Am I being uncharitable in my interpretation of the Westminster Confession? I don't think that is the case, and here is why I make this claim.
John Hendryx, when composing a reply to Roger Olson (who is critical of Calvinism) writes:
We acknowledge that we cannot explain all of God's secret acts since God has chosen not to reveal many things about Himself. But one very prominent feature of the Bible is that it frequently declares that God meticulously ordains all that comes to pass (Eph 1:11) AND that men are responsible for their actions. One major example sticks out: the greatest sin ever committed by men in history -- the crucifixion of Jesus ---when the Apostle Peter, preaching at Pentecost declares:
"...this Jesus, delivered up according to the definite plan and foreknowledge of God, you crucified and killed by the hands of lawless men." (Acts 2:23)
So Hendryx declares that God "meticulously ordains" all things eternally and immutably--even wicked actions that include the execution of Christ and genocide, cruel slavery, homicides, rape, child sacrifice, abortions, terrorism and a host of other evils that are manifestly ungodly. But yet humans are still fully responsible for all of the previously mentioned actions that God has putatively foreordained.
Or take the much stronger assertion made by Donald E. Hartley:
"No sin imaginable is more horrific than the crucifixion of Jesus Christ. Yet, Scripture indicates that this was done by God the Father to God the Son (mediately) through the immediate agency of sinful human beings in the crucifixion (Isa 52:13-53:12; Acts 2:23; 4:28). If this is the worst possible evil that can be imagined, and God is clearly the ultimate cause behind it, then why be repulsed by divine causality when it comes to the rape of a child as if this is a greater evil?"

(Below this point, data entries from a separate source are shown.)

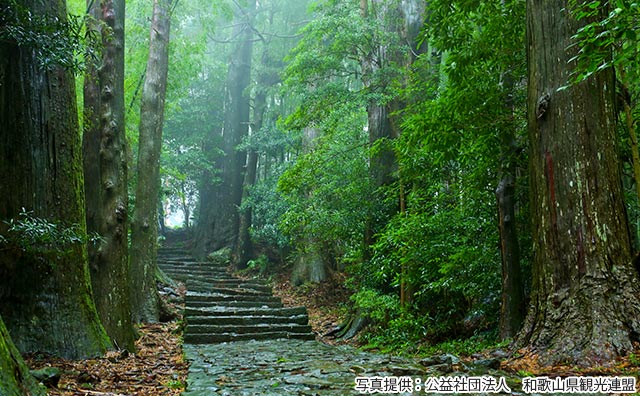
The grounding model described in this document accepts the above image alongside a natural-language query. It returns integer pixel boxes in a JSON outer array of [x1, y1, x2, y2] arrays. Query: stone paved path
[[158, 247, 314, 344], [158, 247, 608, 396]]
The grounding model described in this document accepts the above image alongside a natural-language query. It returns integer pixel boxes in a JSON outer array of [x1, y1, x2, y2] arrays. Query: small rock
[[427, 362, 453, 374], [30, 367, 61, 388], [472, 358, 502, 370], [420, 353, 459, 367], [491, 349, 510, 359], [389, 366, 425, 376]]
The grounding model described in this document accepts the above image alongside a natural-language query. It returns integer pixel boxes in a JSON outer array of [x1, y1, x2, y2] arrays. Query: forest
[[1, 0, 640, 394]]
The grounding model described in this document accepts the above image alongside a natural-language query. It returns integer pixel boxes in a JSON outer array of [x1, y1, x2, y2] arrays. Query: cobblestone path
[[158, 247, 608, 396]]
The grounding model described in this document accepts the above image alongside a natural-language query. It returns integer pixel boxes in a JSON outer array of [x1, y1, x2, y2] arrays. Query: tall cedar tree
[[236, 47, 279, 267], [360, 0, 425, 302], [517, 0, 640, 365], [130, 0, 172, 322], [83, 0, 136, 350], [0, 0, 111, 358], [195, 0, 254, 259]]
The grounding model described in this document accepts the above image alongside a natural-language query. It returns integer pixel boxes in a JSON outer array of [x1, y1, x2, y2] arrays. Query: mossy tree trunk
[[517, 0, 640, 366], [0, 317, 46, 396], [130, 0, 172, 323], [0, 0, 111, 358], [83, 0, 136, 351]]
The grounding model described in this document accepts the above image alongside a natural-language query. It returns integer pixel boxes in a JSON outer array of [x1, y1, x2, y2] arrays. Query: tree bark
[[195, 0, 254, 258], [496, 173, 524, 339], [130, 0, 172, 323], [497, 67, 525, 340], [83, 0, 135, 351], [517, 0, 640, 366], [0, 0, 111, 358], [0, 316, 46, 396], [235, 45, 279, 268]]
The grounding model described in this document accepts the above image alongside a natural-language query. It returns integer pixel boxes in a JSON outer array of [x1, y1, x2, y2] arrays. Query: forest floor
[[24, 322, 188, 396], [270, 271, 353, 345]]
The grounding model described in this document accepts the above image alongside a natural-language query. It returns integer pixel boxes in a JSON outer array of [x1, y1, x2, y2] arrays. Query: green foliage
[[0, 209, 99, 261], [567, 0, 640, 84], [246, 254, 270, 276], [342, 0, 530, 348], [278, 105, 372, 265], [244, 168, 292, 249], [0, 1, 98, 72], [164, 379, 185, 390], [420, 334, 508, 357], [207, 247, 232, 265]]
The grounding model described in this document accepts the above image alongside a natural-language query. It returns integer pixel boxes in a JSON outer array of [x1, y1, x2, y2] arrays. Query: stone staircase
[[157, 247, 316, 344]]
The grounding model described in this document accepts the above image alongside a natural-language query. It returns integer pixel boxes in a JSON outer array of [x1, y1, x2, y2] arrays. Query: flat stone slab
[[182, 339, 427, 395]]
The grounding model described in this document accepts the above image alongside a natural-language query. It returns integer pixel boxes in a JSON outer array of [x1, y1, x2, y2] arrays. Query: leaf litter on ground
[[25, 322, 188, 396]]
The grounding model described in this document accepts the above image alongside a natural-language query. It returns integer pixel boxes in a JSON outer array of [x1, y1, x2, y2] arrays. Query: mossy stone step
[[186, 292, 281, 303], [187, 314, 310, 326], [185, 323, 313, 335], [184, 331, 316, 344], [185, 306, 308, 317], [186, 300, 283, 309]]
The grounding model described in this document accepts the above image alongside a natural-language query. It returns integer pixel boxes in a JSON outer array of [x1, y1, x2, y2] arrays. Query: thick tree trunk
[[517, 0, 640, 366], [0, 0, 111, 358], [194, 0, 254, 258], [130, 0, 172, 323], [290, 127, 331, 284], [0, 317, 46, 396], [83, 0, 135, 351]]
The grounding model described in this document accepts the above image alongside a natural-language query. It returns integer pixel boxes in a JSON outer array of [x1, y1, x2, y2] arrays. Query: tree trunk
[[194, 0, 254, 258], [0, 0, 111, 358], [130, 0, 172, 323], [290, 127, 331, 284], [517, 0, 640, 366], [361, 0, 425, 299], [0, 317, 46, 396], [235, 48, 278, 268], [83, 0, 135, 351], [497, 68, 524, 340], [496, 173, 524, 339]]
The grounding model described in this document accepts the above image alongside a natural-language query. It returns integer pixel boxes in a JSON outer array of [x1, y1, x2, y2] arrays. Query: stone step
[[186, 300, 283, 309], [157, 257, 200, 264], [187, 314, 310, 326], [158, 264, 229, 273], [186, 323, 313, 335], [160, 267, 230, 282], [158, 248, 190, 254], [184, 331, 316, 344], [163, 274, 234, 284], [186, 292, 281, 303], [186, 306, 308, 317], [157, 261, 224, 270], [158, 247, 314, 345], [186, 284, 273, 296]]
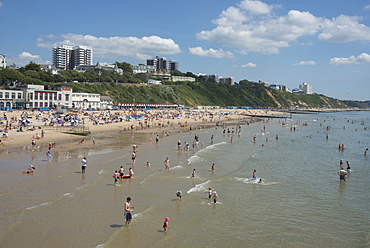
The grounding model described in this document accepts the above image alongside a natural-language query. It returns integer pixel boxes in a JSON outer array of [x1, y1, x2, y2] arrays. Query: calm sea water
[[0, 111, 369, 248]]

Hartley insists that God is the agent (doer) of all things (even sins performed by human agents), but God himself is not the author of sin. How this all works is said to be a mystery.
But there are further comments made by Hartley that bear on how one understands the Westminster Confession. He points to Aquinas who apparently thinks that every act undertaken (whether morally good or evil) is good insofar as God has willed all that comes to pass. Hartley therefore raises the possibility that while the rape of a child is evil in one sense, it's potentially good in a "decretal sense." Yet even Hartley admits that hardly anyone wants to hear this view espoused. See http://books.google.com/books?id=nnUrwTkP4iwC&pg=PA80&lpg=PA80&dq=god+foreordained+rape&source=bl&ots=5BGOa1yoRj&sig=Xhhg-VeAQgOBQ-jw_gC6K4SGvWs&hl=en&sa=X&ei=fA_UU4maLIrs8QGtqICgAQ&ved=0CDgQ6AEwAw#v=onepage&q=god%20foreordained%20rape&f=false
So the "come to pass" language of the Westminster Confession should be understood to mean that God wills or foreordains all that happens. And we have not even touched on double predestination which is likewise addressed in the Confession. I'm still left with many questions that have not been satisfactorily answered. Hendryx, whom I quoted earlier, says:
"Likewise, nowhere in the Bible did God call us to work out the details of this doctrine by philosophical means, or pry into the secret things of God. Rather He calls us to be faithful to the Text that says God ordains all things, even evil, and that, at the same time, God is blameless in doing so. That He ordains sin sinlessly. I do not have to hold these truths together rationally (according to human knowledge) or philosophically but because they are axiomatic in the Bible. My understanding the intricacies of how this comes about is secondary. God is God. DO our finite minds have to understand HOW He does this in order for it to be true?"
While I'll concede that many aspects of God's purposes are not immediately understandable and rightly can be described as "incomprehensible," to retreat into the "mystery corner" is a hackneyed and unsatisfying way to evade the tough questions.